SR3 - Source reconstruction

6 Fitting EEG/MEG activity with dipole models

This document contains the MATLAB exercises that form part of the course “Neuroimaging II” relating to dipole modeling, or dipole fitting.

The best way to approach the exercises is to create a MATLAB-script that can be used to copy-and-paste the MATLAB-code in the instructions, and allows you to play around with various parameter settings etc. You can open a new script in the MATLAB-editor by typing edit on the command line, or by going to File->New->Script. Next, you can save each script as a separate file in your course folder.

Set up the MATLAB path

ni2_startup
ft_version

These exercises treat the topic of dipole modeling. This technique is a so-called parametric inverse method, because we will estimate a set of parameters yielding a model of the observed data, which is aimed at explaining the data in an optimal way. The modeling assumption we make here is that the spatial distribution of measured potential or magnetic field at any moment in time is ‘caused’ by a limited number of equivalent current dipoles (ECDs). In the past sessions you have learnt that we can build models of the potential difference or magnetic field distribution for a given set of dipole parameters (3 location, and 3 moment parameters). This is the so-called forward model. The idea of dipole modeling is as follows: given a set of parameters we build a forward model of the data, and compare this forward model with the measured data, by computing a measure of goodness-of-fit. Then, we manipulate the parameters a tiny bit, recompute the forward model, and see whether the goodness-of-fit is improved. If the goodness-of-fit is improved, then the current model of the data apparently is better than the previous one. We continue changing the parameters until we cannot further improve the goodness-of-fit.

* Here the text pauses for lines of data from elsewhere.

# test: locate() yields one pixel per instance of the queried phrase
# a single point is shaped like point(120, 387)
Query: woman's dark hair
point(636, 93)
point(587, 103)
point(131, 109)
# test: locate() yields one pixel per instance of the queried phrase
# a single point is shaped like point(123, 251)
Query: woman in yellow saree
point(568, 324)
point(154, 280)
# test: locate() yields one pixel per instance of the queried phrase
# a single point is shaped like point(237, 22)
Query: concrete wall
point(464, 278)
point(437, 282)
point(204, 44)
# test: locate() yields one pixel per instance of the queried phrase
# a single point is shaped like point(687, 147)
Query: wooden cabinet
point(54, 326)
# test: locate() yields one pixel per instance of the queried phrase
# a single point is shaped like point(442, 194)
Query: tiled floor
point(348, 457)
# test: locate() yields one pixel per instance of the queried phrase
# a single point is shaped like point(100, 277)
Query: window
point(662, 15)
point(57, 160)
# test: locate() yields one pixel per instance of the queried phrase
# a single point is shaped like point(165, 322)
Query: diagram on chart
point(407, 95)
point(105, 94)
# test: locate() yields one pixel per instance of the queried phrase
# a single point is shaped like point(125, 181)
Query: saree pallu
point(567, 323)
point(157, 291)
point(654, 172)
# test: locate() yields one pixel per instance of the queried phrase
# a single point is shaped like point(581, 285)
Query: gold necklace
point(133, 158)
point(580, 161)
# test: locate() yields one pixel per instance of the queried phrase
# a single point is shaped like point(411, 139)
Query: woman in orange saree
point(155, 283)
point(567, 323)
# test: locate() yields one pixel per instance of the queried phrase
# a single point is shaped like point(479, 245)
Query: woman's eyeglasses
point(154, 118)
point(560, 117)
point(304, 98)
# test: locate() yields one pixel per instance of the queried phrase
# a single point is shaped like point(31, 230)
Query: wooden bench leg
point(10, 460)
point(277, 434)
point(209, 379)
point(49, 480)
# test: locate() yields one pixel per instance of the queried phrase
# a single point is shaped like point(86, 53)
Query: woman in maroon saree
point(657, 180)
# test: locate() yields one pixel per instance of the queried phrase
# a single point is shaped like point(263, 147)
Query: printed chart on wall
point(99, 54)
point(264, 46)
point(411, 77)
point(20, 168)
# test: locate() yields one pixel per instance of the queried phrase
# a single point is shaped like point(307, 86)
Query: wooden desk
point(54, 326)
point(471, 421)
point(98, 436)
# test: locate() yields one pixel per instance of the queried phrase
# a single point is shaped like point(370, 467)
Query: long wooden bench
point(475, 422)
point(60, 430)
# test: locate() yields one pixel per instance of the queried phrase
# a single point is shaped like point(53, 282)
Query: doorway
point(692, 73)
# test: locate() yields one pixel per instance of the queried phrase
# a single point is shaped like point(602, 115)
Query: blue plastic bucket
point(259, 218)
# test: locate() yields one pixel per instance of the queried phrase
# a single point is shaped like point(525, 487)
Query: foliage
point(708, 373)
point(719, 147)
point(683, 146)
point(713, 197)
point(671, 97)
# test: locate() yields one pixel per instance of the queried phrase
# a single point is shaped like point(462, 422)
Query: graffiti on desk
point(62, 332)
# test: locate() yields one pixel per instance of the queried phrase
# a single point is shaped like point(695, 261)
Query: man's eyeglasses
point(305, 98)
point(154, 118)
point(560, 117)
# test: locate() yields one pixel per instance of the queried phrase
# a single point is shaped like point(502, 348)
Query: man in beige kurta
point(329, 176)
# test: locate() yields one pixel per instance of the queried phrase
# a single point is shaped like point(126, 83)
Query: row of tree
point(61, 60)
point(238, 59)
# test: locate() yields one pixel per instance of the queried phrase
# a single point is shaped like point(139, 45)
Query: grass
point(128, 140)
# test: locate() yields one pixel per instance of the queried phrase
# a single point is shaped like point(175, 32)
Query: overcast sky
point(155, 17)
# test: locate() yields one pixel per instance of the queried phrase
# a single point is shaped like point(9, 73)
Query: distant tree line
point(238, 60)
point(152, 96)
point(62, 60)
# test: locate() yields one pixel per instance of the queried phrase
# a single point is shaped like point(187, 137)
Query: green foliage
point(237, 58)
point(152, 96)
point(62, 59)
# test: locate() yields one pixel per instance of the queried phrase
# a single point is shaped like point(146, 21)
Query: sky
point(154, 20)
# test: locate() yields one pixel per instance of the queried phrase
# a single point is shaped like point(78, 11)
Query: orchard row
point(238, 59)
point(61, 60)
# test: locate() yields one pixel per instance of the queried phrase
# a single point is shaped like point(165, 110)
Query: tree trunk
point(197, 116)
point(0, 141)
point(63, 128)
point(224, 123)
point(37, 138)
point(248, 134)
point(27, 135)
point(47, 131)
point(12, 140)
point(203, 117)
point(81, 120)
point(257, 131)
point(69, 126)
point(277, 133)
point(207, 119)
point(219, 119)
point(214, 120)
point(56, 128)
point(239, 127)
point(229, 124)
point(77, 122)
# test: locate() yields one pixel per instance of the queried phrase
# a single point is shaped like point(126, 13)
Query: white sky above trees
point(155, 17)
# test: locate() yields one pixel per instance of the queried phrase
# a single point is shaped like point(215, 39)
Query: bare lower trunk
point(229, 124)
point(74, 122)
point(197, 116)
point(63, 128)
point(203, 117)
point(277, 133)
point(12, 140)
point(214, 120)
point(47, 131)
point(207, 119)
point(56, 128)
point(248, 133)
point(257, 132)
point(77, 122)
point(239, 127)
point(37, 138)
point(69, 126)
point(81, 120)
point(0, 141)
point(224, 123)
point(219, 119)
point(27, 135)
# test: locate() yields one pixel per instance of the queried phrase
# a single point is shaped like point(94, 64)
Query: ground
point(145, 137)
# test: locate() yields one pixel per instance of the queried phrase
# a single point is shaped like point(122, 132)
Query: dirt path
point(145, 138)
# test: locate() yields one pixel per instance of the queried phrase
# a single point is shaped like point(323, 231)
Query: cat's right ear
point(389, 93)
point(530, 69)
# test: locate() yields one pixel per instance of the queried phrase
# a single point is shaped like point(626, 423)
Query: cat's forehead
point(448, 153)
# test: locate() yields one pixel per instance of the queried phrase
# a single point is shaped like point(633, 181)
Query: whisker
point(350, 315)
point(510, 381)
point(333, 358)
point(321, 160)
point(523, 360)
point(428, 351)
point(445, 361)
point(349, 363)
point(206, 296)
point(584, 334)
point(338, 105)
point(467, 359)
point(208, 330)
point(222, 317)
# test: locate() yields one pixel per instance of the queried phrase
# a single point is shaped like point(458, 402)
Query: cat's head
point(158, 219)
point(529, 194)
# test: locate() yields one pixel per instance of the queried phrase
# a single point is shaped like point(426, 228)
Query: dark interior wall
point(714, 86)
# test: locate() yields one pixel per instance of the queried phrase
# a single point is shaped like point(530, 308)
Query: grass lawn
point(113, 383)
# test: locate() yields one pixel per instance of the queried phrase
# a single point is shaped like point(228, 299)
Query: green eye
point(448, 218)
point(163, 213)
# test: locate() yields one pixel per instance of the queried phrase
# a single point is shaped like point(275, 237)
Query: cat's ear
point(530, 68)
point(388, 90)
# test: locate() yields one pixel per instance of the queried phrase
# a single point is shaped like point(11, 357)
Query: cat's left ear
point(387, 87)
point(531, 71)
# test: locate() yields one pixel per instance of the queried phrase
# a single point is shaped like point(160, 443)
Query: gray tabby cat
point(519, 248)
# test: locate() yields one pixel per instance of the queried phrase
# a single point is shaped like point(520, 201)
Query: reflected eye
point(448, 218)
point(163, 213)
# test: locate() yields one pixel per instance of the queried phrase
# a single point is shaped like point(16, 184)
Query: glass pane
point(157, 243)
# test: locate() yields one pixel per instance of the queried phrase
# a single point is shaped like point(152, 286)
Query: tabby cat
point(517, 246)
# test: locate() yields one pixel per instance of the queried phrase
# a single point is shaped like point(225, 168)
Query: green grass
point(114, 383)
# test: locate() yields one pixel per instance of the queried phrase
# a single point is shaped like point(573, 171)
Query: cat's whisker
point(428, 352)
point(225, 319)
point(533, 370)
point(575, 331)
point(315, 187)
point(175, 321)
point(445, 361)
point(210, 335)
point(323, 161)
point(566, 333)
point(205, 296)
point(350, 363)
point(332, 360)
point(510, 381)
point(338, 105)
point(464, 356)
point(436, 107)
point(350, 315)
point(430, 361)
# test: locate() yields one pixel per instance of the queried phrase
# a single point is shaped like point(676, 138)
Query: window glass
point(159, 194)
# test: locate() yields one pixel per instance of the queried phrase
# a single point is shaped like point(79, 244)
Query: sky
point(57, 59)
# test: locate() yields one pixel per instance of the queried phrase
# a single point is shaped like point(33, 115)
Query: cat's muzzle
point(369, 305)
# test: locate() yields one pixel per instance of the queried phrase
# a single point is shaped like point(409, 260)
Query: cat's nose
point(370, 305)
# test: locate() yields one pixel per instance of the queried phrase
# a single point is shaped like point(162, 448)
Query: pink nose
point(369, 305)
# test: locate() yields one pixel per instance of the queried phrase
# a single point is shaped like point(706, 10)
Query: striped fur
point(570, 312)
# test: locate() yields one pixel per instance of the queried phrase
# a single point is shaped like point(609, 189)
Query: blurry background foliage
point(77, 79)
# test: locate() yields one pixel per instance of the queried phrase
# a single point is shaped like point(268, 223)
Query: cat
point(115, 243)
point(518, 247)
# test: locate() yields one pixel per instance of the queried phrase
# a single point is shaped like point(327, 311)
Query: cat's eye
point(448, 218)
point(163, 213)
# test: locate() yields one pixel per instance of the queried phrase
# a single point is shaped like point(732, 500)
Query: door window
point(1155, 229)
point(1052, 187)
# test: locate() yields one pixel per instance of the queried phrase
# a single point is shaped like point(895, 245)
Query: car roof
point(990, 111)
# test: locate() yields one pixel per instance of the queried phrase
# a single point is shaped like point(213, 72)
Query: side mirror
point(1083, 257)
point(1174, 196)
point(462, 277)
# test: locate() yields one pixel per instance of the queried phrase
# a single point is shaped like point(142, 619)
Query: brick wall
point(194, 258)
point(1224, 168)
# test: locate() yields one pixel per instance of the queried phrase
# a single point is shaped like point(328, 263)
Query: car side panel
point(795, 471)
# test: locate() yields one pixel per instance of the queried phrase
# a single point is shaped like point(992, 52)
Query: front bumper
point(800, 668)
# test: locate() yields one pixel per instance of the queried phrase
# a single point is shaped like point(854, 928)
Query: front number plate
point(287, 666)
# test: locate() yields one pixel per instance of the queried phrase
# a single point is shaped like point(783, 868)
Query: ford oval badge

6.1 Fitting a model to the observed data

The first thing we need to do is to determine which data matrix we are going to model. As you know by now, the measured data can be represented in a spatio-temporal matrix, where the rows represent the channels, and the columns represent the spatial topography of the observed activity for a given time point. We will start by modeling the data that is observed at a single time point. Then, we need to make an assumption about the number of dipoles (and thus the number of parameters) that we believe underly the observed data. Here, we start with assuming that the data can be modeled with just a single dipole.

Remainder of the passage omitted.